Figure 2. Comparison between G2S predictions and real data from the test dataset. The family level bar plots of the 79 stool samples of the test dataset are visualized next to their inferred configurations obtained by G2S. Spearman correlation coefficients (r) are provided below each pair of bar plots. Samples are derived from the following studies: The Human Microbiome Project Consortium (2012), Zaura et al. (2015); Brito et al. (2016), Russo et al. (2018).

FIGURE 3

Figure 3. G2S predictions are more accurate when the configurations to be inferred fall within the plane of variation of the training dataset. Box plots of the mean absolute error scaled to one standard deviation (maes) between the real stool microbiome configuration of the samples in the test dataset and the median configuration of the training dataset. Samples were divided into four groups based on the quality of the G2S predictions (i.e., the Spearman correlation coefficients between the real values and the inferred configurations).

G2S showed a better mimicry of the relative abundance of microbiomes in the test dataset than other methods, including Random Forest and a stochastic method developed specifically for this comparison, which generates mock profiles of the stool microbiome in the range of the training dataset (Figure 4). Random Forest under- or overestimated bacterial families with a global maes of 0.99, ranging from 0.77 for Bacteroidaceae to 1.74 for Streptococcaceae. The performance of our custom predictor was even more inaccurate, with a total of 100 permutational predictions showing maes between 0.98 and 1.11 (mean = 1.05).
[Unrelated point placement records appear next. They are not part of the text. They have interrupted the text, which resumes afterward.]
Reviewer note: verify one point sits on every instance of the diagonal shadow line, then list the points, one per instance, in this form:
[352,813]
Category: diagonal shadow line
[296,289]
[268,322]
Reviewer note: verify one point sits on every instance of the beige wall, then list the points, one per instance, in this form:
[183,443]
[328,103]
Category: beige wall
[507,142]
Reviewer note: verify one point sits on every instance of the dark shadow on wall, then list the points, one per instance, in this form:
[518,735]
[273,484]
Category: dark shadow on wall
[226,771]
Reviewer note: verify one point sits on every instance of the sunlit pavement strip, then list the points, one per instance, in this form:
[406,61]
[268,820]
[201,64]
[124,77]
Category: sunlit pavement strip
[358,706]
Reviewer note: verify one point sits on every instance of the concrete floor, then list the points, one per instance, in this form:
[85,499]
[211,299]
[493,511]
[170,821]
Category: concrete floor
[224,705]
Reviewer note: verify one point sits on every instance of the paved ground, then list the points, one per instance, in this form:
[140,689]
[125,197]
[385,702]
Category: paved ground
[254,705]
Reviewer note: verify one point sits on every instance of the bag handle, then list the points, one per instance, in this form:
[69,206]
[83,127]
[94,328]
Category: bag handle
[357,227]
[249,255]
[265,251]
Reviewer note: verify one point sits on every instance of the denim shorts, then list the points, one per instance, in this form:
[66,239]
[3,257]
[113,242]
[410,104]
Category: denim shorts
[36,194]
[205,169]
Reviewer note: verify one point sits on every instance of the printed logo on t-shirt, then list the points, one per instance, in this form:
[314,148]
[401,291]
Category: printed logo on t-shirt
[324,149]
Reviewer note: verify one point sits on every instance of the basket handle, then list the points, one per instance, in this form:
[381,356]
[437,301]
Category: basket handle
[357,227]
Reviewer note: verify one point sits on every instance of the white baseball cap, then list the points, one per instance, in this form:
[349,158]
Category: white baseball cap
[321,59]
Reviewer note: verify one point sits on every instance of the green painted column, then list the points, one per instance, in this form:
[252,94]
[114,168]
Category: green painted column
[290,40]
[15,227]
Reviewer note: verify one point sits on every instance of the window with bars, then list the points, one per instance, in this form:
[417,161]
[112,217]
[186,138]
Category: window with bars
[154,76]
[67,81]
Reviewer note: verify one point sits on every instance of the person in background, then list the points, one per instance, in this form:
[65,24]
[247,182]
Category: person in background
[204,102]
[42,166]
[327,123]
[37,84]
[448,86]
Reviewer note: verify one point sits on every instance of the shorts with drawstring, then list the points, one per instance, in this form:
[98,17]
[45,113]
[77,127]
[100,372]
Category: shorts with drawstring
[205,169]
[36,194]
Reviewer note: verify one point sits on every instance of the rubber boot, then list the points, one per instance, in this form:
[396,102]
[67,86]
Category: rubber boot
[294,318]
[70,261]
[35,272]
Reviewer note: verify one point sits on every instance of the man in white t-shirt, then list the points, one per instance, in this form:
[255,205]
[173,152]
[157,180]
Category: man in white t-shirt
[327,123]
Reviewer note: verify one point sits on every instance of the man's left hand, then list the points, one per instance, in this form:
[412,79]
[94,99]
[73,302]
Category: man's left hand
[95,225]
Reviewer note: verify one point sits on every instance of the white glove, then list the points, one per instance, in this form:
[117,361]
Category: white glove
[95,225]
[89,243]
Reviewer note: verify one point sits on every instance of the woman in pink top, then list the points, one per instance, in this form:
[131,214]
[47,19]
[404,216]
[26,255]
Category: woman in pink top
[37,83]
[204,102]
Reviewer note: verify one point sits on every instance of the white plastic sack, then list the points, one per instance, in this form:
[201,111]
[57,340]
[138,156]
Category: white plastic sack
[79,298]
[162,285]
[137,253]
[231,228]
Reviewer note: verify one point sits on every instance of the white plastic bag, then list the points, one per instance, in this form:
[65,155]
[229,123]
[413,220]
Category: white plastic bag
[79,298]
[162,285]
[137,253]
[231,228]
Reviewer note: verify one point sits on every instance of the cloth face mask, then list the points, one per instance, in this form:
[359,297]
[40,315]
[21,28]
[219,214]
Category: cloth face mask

The best performance of G2S in predicting the stool microbiome structure is probably due to the predictive power of deep learning that automatically detects patterns in the data, by also embedding the computation of variables into the models themselves to yield end-to-end models.

FIGURE 4

Figure 4. G2S predicts the stool microbiome configuration with better performance than other methods. The mean absolute errors scaled to one standard deviation (maes) between the real data of the samples from the test dataset and the configurations inferred by G2S, Random Forest and a stochastic permutational method (100 predictions), are reported in the dot plot.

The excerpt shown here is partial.